Created attachment 863434 [details] 4-0-array_injection.patch
Created attachment 863435 [details] 4-1-beta-array_injection.patch
Acknowledgement: Red Hat would like to thank the Ruby on Rails Project for reporting this issue. Upstream acknowledges Godfrey Chan as the original reporter.
Statement: Not vulnerable. This issue did not affect the versions of rubygem-activerecord as shipped with CloudForms, OpenShift Enterprise 1 and 2, Red Hat Enterprise Linux OpenStack Platform 3 and 4, Red Hat Software Collections 1 and Subscription Asset Manager as they did not include the vulnerable code.
Created rubygem-activerecord tracking bugs for this issue: Affects: fedora-20 [bug 1066671]
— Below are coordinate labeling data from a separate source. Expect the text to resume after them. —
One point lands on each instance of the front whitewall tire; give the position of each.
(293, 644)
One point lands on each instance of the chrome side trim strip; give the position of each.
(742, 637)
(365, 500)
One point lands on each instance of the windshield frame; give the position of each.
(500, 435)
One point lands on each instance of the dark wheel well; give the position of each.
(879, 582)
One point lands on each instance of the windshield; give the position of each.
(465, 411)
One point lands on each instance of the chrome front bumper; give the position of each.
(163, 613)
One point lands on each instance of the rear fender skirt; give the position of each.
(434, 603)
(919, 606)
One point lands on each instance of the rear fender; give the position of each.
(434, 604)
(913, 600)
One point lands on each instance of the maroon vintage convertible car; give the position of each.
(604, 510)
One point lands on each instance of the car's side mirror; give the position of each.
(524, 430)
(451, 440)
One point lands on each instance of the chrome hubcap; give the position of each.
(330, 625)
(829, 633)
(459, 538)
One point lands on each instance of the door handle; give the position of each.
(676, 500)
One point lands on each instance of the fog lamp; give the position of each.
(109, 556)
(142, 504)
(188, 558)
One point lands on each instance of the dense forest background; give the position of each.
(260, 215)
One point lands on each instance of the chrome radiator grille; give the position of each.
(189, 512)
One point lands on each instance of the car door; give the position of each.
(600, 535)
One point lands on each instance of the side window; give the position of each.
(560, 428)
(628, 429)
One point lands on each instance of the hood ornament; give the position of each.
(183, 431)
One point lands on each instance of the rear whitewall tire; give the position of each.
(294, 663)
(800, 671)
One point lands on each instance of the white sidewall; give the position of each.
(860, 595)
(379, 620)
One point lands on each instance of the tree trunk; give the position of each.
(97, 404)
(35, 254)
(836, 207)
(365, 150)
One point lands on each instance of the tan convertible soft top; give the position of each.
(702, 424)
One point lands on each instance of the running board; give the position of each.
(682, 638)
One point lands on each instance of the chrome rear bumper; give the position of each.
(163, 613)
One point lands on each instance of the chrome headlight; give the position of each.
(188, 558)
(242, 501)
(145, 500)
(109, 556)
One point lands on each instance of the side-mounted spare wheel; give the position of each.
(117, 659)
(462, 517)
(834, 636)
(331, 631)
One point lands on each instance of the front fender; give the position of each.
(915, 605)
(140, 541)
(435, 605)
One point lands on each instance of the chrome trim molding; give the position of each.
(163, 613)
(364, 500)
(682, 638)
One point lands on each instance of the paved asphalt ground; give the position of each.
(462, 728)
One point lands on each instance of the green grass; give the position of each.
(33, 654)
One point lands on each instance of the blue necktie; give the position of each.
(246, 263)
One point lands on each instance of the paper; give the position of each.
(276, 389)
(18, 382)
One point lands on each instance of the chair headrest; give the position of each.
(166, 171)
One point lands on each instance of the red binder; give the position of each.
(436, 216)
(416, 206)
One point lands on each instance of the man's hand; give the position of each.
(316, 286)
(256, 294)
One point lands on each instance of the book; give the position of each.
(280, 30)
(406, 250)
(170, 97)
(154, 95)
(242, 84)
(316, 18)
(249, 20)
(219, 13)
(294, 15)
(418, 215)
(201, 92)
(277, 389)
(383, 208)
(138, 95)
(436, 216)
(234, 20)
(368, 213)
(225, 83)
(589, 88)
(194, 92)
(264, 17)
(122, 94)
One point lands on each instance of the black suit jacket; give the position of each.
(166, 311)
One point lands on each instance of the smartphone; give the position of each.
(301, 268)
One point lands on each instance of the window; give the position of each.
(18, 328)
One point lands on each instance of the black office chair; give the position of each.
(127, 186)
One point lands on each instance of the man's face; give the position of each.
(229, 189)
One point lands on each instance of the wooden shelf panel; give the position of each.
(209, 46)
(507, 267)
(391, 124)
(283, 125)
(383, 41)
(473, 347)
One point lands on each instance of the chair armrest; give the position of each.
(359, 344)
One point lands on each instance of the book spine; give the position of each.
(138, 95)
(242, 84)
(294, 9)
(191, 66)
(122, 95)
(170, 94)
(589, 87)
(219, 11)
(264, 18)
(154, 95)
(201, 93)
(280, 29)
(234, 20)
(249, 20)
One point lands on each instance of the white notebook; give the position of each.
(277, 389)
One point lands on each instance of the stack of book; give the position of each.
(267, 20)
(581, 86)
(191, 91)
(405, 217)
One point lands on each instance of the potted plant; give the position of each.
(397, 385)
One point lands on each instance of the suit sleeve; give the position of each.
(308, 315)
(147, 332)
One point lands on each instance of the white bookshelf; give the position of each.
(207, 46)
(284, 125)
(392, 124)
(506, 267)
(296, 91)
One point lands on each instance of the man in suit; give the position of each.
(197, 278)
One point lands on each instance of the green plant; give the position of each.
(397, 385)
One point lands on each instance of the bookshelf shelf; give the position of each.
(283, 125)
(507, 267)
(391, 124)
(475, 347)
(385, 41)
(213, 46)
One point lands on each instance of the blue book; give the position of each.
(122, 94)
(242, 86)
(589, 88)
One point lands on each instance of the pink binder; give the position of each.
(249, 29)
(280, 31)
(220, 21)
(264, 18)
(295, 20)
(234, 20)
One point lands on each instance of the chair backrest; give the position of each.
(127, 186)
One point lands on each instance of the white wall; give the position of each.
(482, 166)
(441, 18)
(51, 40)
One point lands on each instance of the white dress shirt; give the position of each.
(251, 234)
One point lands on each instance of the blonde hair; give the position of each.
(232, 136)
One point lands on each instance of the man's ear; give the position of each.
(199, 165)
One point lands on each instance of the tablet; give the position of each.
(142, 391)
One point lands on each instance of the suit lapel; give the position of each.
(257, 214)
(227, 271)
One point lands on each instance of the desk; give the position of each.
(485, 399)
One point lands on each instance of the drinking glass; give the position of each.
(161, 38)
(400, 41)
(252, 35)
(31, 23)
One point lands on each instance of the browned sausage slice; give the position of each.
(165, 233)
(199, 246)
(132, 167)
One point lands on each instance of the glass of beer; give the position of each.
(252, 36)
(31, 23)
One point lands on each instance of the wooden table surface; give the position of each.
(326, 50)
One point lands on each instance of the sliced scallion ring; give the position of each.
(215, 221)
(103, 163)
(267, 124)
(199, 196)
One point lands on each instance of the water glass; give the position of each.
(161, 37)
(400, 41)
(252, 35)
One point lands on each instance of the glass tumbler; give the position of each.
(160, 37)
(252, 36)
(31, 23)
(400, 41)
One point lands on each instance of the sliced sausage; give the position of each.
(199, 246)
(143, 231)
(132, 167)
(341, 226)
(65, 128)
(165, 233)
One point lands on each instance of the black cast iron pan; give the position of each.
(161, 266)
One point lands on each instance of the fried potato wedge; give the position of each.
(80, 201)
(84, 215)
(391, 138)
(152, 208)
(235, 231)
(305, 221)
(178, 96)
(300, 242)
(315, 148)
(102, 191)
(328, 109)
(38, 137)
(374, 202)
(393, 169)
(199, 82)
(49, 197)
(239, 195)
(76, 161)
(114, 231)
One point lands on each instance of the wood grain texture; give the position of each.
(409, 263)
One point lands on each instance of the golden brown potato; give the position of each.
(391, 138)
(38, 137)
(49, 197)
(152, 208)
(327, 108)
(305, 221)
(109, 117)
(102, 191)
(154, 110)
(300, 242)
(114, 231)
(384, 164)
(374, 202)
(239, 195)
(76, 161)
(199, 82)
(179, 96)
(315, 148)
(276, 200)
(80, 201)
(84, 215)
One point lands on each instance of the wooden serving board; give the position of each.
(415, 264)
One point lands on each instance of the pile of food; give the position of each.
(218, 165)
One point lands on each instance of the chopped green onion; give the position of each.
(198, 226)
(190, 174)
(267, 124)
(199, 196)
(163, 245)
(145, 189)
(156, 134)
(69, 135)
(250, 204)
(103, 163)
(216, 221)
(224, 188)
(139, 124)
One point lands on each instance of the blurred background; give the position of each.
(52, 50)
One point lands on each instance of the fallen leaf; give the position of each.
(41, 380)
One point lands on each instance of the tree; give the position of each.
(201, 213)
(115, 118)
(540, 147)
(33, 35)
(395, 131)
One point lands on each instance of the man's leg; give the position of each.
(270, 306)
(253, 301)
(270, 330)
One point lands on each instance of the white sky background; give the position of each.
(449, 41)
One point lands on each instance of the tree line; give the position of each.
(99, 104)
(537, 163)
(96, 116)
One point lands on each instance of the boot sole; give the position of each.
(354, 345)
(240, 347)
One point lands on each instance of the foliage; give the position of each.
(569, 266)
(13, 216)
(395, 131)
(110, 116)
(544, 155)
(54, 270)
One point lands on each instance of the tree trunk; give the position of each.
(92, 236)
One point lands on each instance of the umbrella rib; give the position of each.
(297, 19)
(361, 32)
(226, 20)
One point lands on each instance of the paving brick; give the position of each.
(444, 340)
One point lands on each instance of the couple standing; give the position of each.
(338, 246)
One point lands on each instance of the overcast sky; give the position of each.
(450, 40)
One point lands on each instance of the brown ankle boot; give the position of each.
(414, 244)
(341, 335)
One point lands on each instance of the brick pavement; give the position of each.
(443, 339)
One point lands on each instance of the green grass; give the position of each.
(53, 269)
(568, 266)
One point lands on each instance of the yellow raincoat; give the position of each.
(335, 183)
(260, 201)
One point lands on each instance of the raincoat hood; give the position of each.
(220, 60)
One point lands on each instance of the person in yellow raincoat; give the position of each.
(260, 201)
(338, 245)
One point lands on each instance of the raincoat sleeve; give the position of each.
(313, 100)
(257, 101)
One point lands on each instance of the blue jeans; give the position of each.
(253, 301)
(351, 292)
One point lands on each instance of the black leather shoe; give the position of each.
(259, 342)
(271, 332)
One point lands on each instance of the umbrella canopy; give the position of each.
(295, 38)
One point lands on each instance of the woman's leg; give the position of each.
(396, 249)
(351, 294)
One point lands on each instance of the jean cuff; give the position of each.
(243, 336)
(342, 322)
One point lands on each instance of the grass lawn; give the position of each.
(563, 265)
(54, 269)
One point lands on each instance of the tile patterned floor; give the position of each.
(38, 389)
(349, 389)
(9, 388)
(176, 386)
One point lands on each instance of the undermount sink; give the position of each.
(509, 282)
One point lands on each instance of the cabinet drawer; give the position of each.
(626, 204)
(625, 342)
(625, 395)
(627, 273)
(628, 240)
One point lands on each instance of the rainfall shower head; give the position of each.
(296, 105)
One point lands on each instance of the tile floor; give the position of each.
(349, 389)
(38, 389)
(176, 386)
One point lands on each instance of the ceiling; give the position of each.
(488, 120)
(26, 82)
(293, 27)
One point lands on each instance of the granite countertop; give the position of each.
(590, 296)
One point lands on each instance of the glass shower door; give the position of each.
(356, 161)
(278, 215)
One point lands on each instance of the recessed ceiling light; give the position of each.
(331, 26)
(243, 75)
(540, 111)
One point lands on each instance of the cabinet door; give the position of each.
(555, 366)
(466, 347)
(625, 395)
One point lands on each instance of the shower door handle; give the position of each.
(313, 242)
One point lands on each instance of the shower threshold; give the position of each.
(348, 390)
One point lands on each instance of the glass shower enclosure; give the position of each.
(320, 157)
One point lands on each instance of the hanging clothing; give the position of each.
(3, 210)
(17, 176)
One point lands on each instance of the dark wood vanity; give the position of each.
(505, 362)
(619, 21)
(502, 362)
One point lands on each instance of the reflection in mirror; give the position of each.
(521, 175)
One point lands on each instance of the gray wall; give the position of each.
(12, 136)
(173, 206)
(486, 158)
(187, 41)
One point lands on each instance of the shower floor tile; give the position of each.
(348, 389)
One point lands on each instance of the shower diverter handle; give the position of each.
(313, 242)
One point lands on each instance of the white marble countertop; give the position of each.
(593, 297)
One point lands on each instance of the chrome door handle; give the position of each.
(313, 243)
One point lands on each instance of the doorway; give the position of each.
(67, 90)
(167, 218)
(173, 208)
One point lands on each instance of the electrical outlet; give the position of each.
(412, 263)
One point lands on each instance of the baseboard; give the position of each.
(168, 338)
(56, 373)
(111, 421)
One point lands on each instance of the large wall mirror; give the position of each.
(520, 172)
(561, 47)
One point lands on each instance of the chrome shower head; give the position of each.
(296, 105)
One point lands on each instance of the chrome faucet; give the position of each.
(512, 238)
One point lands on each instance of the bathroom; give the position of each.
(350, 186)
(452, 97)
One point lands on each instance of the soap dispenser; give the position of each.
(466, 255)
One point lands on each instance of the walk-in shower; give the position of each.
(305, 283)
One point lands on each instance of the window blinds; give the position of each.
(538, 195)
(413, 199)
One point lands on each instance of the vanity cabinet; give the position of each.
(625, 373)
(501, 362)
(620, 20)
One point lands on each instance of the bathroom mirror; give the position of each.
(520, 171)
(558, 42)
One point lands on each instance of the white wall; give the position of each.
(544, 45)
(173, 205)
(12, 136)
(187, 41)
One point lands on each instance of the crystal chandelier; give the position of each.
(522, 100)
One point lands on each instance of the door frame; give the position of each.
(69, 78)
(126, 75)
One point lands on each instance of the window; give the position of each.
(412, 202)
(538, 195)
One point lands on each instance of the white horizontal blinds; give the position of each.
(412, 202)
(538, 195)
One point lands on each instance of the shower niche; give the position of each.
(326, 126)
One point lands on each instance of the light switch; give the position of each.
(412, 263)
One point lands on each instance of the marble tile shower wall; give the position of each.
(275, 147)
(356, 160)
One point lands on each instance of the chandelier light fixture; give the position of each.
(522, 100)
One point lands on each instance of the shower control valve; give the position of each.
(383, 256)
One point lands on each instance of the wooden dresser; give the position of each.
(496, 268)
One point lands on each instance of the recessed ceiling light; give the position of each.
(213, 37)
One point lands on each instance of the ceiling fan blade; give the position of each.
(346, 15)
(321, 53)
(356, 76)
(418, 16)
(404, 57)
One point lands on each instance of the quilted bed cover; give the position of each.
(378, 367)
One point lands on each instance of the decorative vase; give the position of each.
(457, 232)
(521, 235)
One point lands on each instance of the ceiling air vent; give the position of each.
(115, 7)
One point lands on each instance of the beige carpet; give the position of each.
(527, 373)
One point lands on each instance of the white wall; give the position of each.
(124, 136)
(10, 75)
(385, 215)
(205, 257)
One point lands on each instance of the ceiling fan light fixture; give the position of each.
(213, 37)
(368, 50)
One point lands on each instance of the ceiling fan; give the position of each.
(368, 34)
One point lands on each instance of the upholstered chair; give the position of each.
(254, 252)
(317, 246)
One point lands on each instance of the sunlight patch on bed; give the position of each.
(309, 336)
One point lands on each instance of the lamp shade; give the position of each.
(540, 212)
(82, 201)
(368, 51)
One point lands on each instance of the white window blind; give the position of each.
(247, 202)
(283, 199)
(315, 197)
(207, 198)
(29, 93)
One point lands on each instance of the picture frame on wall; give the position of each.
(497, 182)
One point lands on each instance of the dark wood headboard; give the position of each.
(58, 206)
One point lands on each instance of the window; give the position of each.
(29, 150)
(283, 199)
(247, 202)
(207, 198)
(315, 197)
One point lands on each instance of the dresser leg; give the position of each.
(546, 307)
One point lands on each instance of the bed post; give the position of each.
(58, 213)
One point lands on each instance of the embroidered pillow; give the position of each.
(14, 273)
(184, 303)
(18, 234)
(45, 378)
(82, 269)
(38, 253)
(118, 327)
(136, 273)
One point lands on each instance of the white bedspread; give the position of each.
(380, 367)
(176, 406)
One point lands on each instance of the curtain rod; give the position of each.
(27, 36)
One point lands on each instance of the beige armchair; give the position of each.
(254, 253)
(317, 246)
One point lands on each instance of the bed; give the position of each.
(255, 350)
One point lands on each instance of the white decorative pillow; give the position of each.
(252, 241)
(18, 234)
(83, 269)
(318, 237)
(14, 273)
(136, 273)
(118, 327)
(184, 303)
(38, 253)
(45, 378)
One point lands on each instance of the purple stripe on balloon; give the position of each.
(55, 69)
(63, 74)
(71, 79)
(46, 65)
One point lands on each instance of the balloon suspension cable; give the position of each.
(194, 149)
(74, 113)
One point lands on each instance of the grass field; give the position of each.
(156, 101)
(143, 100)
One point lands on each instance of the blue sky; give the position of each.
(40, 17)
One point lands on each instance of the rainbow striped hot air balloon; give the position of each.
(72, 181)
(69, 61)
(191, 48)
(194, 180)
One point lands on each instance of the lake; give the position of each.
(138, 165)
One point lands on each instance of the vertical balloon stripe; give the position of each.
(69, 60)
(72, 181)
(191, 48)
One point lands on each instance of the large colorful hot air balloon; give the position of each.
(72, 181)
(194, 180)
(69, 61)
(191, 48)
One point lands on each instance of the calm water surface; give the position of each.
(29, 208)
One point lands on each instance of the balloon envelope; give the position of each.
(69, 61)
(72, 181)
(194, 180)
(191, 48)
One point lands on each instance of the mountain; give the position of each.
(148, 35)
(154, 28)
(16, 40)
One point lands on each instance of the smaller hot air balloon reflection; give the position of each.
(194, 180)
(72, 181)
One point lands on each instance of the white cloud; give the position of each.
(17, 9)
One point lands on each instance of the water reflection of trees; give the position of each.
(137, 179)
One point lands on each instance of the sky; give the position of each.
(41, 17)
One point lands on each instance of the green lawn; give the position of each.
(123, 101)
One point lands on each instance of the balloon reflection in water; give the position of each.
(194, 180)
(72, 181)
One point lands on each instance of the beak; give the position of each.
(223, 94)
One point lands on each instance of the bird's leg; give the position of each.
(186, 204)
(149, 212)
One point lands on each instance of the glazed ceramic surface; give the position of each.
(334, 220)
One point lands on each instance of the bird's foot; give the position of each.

Fixed upstream in 4.0.3, and 4.1.0.beta2: http://weblog.rubyonrails.org/2014/2/18/Rails_3_2_17_4_0_3_and_4_1_0_beta2_have_been_released/ https://groups.google.com/forum/#!topic/ruby-security-ann/S8FleL3IXPs Upstream commits (4.0 and master): https://github.com/rails/rails/commit/3eaea655a506ed035fab3d143aa918958cf52405 https://github.com/rails/rails/commit/6256b1de9a2d968b0d123ad6a09b33de01019ae6
rubygem-activerecord-4.0.0-2.fc20, rubygem-actionpack-4.0.0-3.fc20 has been pushed to the Fedora 20 stable repository. If problems still persist, please make note of it in this bug report.